When Ferdinand Piech resurrected Bugatti in 1998, he gave the company an engineering brief: build a car with at least 986hp (735kW), capable of 249mph (400km/h). Oh, and it had to be as drivable as a Volkswagen Golf. That car became the Veyron EB 16.4, and when it went into production in 2005, it met that challenge, boasting 1,001 metric horsepower (987hp/736kW) and a top speed of 253mph (408km/h), all for a cool million Euros (or about $1.3 million at the time).

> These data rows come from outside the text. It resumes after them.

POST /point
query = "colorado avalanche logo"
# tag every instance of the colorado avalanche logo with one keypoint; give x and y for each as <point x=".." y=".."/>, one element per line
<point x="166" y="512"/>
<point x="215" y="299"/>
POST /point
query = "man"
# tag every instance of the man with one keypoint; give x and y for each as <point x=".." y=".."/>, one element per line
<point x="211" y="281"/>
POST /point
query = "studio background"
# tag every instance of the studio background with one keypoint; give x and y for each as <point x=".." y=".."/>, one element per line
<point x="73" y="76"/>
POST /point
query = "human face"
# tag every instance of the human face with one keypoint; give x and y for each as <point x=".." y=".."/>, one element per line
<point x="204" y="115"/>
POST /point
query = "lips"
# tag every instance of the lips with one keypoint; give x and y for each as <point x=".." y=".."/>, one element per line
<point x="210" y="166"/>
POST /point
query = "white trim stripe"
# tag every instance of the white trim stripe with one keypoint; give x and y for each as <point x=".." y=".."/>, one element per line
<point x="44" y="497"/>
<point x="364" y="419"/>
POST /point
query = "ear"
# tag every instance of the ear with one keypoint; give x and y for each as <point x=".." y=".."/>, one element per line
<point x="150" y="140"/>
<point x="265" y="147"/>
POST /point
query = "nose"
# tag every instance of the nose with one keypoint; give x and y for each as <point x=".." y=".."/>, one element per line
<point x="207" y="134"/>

But that was just the starting point. In 2016, the brand followed up the Veyron with the Chiron, another mid-engined two-seater, powered by another quad-turbo 8.0L W16 engine. The price of admission had gone up, but so had the power and top speed, a trend that has continued with derivatives like the Chiron Super Sport that reached an almost unbelievable 305mph (490km/h) in testing last year.
Slower, but quicker?
Topping that number seems difficult, which may be why the latest iteration of the Chiron—called the Chiron Pur Sport—is actually the slowest Bugatti since the EB110 of the mid-90s. Slowest as in top speed, at least, as the Pur Sport is electronically limited to a mere 218mph (350km/h). The Pur Sport might not be the fastest Bugatti, but it may well be the quickest.
The 1,500hp (1,119kW) W16 engine has been reworked to provide a quicker throttle response, with the redline extended from 6,700rpm to 6,900rpm. And 80 percent of the gearbox is new, with 15-percent shorter gear ratios than any other Chiron. In fact, according to Jachin Schwalbe, Bugatti’s head of chassis development, 7th gear in the Pur Sport is almost the same ratio as 6th gear in a regular Chiron—hence the much lower top speed. The flip side is that those more closely stacked gear ratios are better able to keep the engine in its powerband.

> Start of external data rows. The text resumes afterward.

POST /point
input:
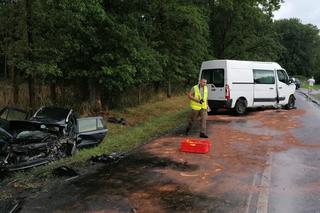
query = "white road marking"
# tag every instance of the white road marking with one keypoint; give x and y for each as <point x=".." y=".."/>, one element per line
<point x="254" y="182"/>
<point x="263" y="198"/>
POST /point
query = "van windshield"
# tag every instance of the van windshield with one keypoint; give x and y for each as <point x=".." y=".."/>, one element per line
<point x="214" y="76"/>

Zero to 62mph (100km/h) is 0.1 seconds faster than the regular Chiron, taking just 2.3 seconds. Zero to 124mph (200km/h) gains another tenth over the regular car, and one more to 186mph (300km/h)—this takes just 12.4 vs 13.1 seconds. Which is shockingly quick, when you think about it. The feeling of your internal organs shifting under G as you violently launch can be a lot of fun, as both muscle car and Tesla owners will confirm. But there aren’t that many settings where running up through the gears from a standstill is appropriate—maybe only the drag strip and the highway toll booth.
A better measure of the Pur Sport’s increased drivability shows up on the timesheet when you look at the numbers for in-gear acceleration, specifically sixth gear. And I’m not talking about velocities you’re only likely to use on the remaining bits of derestricted Autobahn in Germany, either. Going from 37-62mph (60-100km/h) in sixth takes 5.7 seconds in a Chiron; in a Pur Sport it takes 3.4 seconds. 37-75mph (60-120km/h) takes 4.4 seconds in the Pur Sport, 3 seconds less than the normal car. The improvement in its 50-75mph (80-120km/h) time is even more impressive, 2.4 seconds in the Pur Sport versus 4.3 seconds in a Chiron.

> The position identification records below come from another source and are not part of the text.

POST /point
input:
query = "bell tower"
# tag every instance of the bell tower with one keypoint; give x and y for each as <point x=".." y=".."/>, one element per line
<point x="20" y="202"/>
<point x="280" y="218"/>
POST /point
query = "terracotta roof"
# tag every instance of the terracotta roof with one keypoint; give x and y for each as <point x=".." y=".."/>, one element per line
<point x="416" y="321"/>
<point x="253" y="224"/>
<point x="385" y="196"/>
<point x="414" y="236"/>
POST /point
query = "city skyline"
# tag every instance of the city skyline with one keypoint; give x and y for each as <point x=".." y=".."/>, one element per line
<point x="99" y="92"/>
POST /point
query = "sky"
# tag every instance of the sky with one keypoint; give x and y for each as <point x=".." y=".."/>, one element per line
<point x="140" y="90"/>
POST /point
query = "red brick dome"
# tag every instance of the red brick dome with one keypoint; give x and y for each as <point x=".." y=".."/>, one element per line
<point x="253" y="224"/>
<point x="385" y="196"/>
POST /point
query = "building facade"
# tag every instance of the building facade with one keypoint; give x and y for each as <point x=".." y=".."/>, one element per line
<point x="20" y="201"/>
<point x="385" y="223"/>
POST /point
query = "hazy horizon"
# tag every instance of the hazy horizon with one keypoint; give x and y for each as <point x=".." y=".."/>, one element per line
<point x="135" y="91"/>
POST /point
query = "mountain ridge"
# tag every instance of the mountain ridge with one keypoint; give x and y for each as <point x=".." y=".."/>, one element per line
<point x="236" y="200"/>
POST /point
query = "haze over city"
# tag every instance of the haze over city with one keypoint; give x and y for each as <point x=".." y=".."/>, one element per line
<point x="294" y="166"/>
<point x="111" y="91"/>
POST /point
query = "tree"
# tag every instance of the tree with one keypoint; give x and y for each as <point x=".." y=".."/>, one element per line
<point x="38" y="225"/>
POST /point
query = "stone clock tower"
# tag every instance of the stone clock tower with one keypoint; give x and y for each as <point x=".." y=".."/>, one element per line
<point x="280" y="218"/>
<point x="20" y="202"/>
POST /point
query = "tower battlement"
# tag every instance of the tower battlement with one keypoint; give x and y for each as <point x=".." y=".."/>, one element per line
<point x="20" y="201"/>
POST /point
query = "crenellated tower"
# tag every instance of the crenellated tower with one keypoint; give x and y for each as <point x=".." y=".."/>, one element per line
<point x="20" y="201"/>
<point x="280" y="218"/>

Dynamic, stiffer, more agile, more emotional
Schwalbe’s team also revised the Pur Sport’s suspension with the goal of keeping all four tires’ contact patches as large as possible. The springs are 65-percent stiffer at the front and 35-percent stiffer at the rear. There are new, firmer adaptive dampers, which Schwalbe says allowed his handling team to “go with a different philosophy, telling the car that it has to react in a different way,” so the wheels have twice as much camber as other Bugattis. And they’ve added a new, more permissive driving mode (called Sport+) that lets the driver powerslide and drift more before intervening.
Given the cost of new tires for one of these cars, that mode may well be sponsored by Michelin. OK, that was just a joke, but the French tire maker has come up with a unique Sport Cup 2 R tire for the Chiron Pur Sport that increases grip by 10 percent.
The weight savings of 110lbs (50kg) compared to a regular Chiron doesn’t seem huge, but it has been targeted at the bits that count. There are lightweight magnesium wheels that save 35lbs (16kg), as well as titanium brake disk protection plates and carbon-fiber antiroll bars. The exhaust tips are 3D-printed titanium, a technique that Bugatti has been playing with for a couple of years now. The brand has ditched the hydraulically actuated rear wing in favor of a massive fixed wing, which also boosts downforce. And there’s the stuff you expect for a fancy track-focused supercar, like thinner glass in the rear window, less insulation material, and a delightful Alcantara interior.
As you might expect, the Pur Sport’s handling prowess has been honed at that famous racetrack with so many corners, the Nurburgring Nordschleife.
Slinging a Pur Sport around the ‘ring sounds like an awful lot of fun. Unfortunately, it’s something few will ever experience. Bugatti is only going to make 60 Chiron Pur Sports, and if you want one, they start at $3.5 million (€3 million).